ETHAN’S FIRST CONCERN WAS FOR Nerissa, who was hugely disappointed to discover that Cassie and Thomas and Leo hadn’t shown up at Werner Beck’s safe house.

Ethan was disappointed too, of course. But Ris seemed to lose all the fierce energy she had been drawing on for days. She looked suddenly years older, and the tone she took with Beck was querulous and irritable. “So where are they—do you have any idea where they are?”

Beck escorted them to a plain pine table in the kitchen of this small, plain house. “Sit down,” he said.

“And Leo! He’s your son, for Christ’s sake! Are you telling me you can’t find him?”

“We made plans for this contingency.”

“What plans? What do you mean?”

“If Leo’s doing what I told him to do, we should be able to catch up with him. And if Cassie and—what’s the boy’s name?”

Nerissa shot him a poisonous look. “Thomas.”

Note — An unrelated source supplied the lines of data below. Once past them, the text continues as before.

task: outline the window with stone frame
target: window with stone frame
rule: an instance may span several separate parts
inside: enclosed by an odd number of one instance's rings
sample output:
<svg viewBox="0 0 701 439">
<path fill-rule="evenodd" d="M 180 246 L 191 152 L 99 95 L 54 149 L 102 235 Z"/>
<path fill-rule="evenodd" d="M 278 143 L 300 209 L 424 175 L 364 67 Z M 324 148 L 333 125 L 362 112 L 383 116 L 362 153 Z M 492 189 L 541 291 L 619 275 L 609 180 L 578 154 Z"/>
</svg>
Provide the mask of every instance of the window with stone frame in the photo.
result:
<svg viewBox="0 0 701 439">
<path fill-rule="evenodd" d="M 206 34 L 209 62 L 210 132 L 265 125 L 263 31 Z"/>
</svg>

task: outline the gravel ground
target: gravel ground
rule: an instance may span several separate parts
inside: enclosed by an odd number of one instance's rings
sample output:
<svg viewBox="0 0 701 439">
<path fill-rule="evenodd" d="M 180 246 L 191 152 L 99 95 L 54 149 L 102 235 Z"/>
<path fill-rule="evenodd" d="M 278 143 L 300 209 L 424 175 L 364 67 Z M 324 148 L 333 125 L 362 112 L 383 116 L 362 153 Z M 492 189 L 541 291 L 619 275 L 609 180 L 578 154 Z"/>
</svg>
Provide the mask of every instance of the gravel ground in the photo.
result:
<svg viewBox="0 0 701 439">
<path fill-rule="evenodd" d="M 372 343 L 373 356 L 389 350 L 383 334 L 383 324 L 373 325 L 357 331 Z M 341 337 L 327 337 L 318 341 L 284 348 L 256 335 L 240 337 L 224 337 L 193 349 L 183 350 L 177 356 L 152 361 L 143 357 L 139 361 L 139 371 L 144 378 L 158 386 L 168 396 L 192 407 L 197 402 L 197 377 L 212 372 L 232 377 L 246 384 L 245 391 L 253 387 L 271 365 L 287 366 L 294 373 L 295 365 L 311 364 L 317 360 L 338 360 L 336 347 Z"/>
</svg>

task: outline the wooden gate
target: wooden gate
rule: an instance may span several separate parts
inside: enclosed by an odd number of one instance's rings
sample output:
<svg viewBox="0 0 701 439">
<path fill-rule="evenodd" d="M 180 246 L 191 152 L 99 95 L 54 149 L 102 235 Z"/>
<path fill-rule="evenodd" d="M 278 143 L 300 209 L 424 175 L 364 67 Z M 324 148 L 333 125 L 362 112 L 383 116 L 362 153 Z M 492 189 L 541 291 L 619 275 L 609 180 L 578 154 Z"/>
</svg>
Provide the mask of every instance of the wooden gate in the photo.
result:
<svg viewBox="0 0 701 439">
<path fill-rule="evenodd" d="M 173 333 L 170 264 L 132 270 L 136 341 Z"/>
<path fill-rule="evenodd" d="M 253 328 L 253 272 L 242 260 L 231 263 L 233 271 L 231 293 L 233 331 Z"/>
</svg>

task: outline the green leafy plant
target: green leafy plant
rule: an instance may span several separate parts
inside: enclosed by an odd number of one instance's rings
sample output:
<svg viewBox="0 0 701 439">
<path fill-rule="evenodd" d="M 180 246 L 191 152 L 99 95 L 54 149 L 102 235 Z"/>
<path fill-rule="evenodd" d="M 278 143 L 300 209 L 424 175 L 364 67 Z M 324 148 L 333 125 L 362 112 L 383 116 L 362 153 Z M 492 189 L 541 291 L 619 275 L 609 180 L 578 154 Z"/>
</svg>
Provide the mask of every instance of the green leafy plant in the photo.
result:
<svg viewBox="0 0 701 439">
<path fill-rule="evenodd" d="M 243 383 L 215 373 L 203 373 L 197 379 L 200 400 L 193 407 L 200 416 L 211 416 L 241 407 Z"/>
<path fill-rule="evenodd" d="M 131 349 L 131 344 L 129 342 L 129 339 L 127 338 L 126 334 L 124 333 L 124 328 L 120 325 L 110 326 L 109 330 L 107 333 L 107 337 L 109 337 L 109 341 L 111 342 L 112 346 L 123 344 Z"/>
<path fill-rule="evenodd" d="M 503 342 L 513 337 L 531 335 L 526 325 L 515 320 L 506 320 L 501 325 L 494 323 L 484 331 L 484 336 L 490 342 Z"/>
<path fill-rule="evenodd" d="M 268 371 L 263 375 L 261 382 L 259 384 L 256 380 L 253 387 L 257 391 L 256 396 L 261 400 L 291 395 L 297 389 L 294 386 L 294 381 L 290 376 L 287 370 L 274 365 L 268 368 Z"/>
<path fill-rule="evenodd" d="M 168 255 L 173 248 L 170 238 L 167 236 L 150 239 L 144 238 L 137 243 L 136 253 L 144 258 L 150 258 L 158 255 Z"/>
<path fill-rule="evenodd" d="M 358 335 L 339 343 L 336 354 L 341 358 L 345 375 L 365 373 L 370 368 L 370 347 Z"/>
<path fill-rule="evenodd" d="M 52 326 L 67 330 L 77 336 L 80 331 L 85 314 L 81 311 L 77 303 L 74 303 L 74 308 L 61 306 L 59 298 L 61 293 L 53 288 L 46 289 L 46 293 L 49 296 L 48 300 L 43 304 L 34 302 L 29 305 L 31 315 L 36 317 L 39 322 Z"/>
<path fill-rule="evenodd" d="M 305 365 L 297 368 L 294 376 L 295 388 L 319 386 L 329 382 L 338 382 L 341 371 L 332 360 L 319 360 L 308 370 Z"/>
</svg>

“If Cassie and Thomas are with him, that will be your opportunity to take them out of harm’s way. But obviously, Mrs. Iverson, I don’t know with any certainty where any of them are right now. I can’t snap my fingers and make them appear in front of you. You need to exercise some patience.”

“Do you care to explain any of that?”

“I’m as concerned about Leo as you are about your niece and nephew, and I’ll do everything I can to guarantee their safety. The situation is complex, and I’d be happy to talk about it, but in the meantime maybe you’d like to have a shower and a change of clothes? No offense, but you look like you could use it. I’ll put together a hot meal for all of us as soon as you’re refreshed. How about that?”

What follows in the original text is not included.